都心部で存在感を強める郊外型ビジネスの新戦略
CASE❶ イケア・ジャパン株式会社
都市生活者の暮らしに寄り添い便利で手軽なブランド体験を提供する
主要都市のロードサイドを中心に大型家具量販店を展開してきたイケアが、2020年に東京の原宿と渋谷にシティショップ(都心型店舗)をオープンした。世界的に都市部への人口流入が進む中、都心部への出店に力を入れているイケア・ジャパン株式会社に、日本におけるシティショップ出店の狙いやコロナ禍によるライフスタイルの変化への対応などについて取材した。
世界規模で進む都市部への出店
イケアは、2006年にIKEA船橋をオープンして以来、郊外のロードサイドを中心に大型店舗を展開してきました。一方で近年は世界的な動きとして、都市部に暮らす人々の家での暮らし方が変わってきています。高い生活費を払い、限られた居住空間に暮らす人たちは年々増えており、その多くは車を持たず、引っ越しを頻繁に繰り返しながら忙しいライフスタイルを送っています。また、人々の購買行動やニーズも変化してきており、利便性が高いオンラインや、家の近所でお買い物をされる傾向が強まっています。
「より快適な毎日を、より多くの方々に」をビジョンに掲げるイケアでは、都市部に暮らす人々にさらに寄り添い、より快適な暮らしづくりをサポートするために、世界規模で都市部への出店を進めています。家がこれまで以上に大切になっている中で、日本においてもシティショップを展開していくことになり、2020年6月にIKEA原宿を開業し、さらに11月には世界初の7階建て店舗として、IKEA渋谷をオープンしました。
等身大の暮らしを反映させた売場
IKEA渋谷では、都心に暮らす方々のさまざまなニーズに合わせて、限られたスペースでの一人暮らしや二人暮らし、お子様との暮らしなどのルームセットを用意し、フロアごとに豊富なソリューションを提案しています。シティショップのオープンにあたって、私たちは都心に暮らす方々の等身大の暮らしを反映するために約50軒のお宅に実際にお邪魔して、どんな暮らしのソリューションが求められているのかをリサーチしており、それをルームセットに落とし込んでいます。

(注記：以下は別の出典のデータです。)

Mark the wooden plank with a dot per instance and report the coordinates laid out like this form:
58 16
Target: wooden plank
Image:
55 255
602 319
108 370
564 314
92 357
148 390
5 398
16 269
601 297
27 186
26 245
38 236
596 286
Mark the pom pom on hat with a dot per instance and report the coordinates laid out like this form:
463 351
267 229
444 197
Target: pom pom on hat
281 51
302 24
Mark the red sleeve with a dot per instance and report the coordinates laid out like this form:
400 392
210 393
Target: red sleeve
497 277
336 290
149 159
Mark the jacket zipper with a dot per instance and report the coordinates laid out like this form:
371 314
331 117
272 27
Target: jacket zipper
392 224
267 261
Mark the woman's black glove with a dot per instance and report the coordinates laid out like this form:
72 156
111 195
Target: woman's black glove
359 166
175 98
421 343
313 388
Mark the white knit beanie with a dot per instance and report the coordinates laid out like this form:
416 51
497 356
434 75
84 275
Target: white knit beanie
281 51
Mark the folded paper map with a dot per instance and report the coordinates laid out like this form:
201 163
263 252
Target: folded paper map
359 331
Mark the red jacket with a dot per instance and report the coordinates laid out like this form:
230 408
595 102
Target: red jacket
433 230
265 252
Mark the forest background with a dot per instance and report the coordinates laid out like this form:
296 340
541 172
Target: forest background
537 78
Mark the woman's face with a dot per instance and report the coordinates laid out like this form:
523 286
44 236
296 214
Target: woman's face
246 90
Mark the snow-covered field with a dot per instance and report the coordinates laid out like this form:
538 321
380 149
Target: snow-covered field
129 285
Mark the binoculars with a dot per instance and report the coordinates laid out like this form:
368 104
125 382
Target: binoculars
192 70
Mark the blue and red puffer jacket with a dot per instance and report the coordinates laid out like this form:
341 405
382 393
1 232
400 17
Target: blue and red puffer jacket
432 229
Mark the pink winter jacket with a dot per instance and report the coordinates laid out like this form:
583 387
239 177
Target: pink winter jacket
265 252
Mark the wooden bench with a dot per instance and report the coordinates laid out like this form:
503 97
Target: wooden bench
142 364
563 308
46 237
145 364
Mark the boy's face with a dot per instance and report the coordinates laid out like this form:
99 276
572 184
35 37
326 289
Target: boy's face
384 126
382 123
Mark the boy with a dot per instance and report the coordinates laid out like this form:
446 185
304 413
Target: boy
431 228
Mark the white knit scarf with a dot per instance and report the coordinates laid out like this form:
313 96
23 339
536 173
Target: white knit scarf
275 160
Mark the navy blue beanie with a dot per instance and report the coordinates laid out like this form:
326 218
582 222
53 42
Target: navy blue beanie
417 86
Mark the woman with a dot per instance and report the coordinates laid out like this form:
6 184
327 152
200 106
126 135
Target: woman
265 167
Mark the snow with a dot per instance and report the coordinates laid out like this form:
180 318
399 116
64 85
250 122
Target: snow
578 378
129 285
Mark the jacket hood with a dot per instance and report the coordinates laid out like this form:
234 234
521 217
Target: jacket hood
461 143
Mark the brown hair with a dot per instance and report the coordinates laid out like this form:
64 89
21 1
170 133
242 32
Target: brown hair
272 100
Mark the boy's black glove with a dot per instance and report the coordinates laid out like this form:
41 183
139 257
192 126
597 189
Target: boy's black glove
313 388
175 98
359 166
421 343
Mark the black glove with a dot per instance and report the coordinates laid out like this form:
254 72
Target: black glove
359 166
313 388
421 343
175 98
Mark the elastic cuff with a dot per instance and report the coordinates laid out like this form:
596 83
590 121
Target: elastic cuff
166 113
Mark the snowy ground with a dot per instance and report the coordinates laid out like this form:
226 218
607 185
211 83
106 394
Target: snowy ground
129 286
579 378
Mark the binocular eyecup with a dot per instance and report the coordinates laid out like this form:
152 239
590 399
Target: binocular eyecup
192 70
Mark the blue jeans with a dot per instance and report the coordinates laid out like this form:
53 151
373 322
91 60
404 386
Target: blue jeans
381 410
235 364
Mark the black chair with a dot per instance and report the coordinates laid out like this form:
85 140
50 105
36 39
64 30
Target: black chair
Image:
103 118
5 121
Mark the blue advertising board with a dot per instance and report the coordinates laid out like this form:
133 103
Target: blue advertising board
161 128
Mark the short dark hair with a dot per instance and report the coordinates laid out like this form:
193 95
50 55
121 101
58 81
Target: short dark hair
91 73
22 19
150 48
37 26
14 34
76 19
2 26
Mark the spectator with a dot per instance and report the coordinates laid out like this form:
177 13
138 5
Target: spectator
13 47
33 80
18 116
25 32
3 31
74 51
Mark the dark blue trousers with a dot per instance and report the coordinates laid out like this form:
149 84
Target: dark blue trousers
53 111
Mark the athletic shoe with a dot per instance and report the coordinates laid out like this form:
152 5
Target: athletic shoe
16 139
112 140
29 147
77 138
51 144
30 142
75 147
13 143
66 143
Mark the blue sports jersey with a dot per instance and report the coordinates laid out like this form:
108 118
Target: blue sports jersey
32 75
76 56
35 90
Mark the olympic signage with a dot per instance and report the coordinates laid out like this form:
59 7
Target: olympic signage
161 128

さらに、IKEA渋谷では世界初となるベジドッグの専門ビストロを併用し、限定の新メニューを販売するなど、健康的でサステナブルな商品を手頃な価格でご提供しながら、幅広い層のお客様に「イケアならではの体験」をお楽しみいただける空間となっています。
時間やニーズに合わせた「イケア体験」を
従来の郊外型店舗は、遊園地に出かけるような感覚で遊びに行けるデスティネーションとして多くの皆様にご愛顧いただいており、1日かけてゆっくりと店内を回り、「イケア体験」をフルでお楽しみいただいています。IKEA渋谷においては、こうした郊外型店舗のミニチュア版のようなつくりにすることで、イケアの世界観をより明確に伝えることを意識しました。
同時に、シティショップにおいては、平日のランチタイムや仕事帰りなどのすきま時間にも気軽に立ち寄り、「イケア体験」を楽しんでいただける場所であることが大切だと考えています。それを実現するための便利なロケーションや、目的の売り場にすぐにアクセスできるフロア構成を心がけており、この春には、郊外からも乗り入れが良い新宿に新店舗をオープンする予定です。また、IKEAアプリを通じたオンラインショッピングの体験をより便利なものにしていくことで、お客様の時間やニーズに合わせて最も便利なイケアをご利用いただけるようにしていきたいと考えています。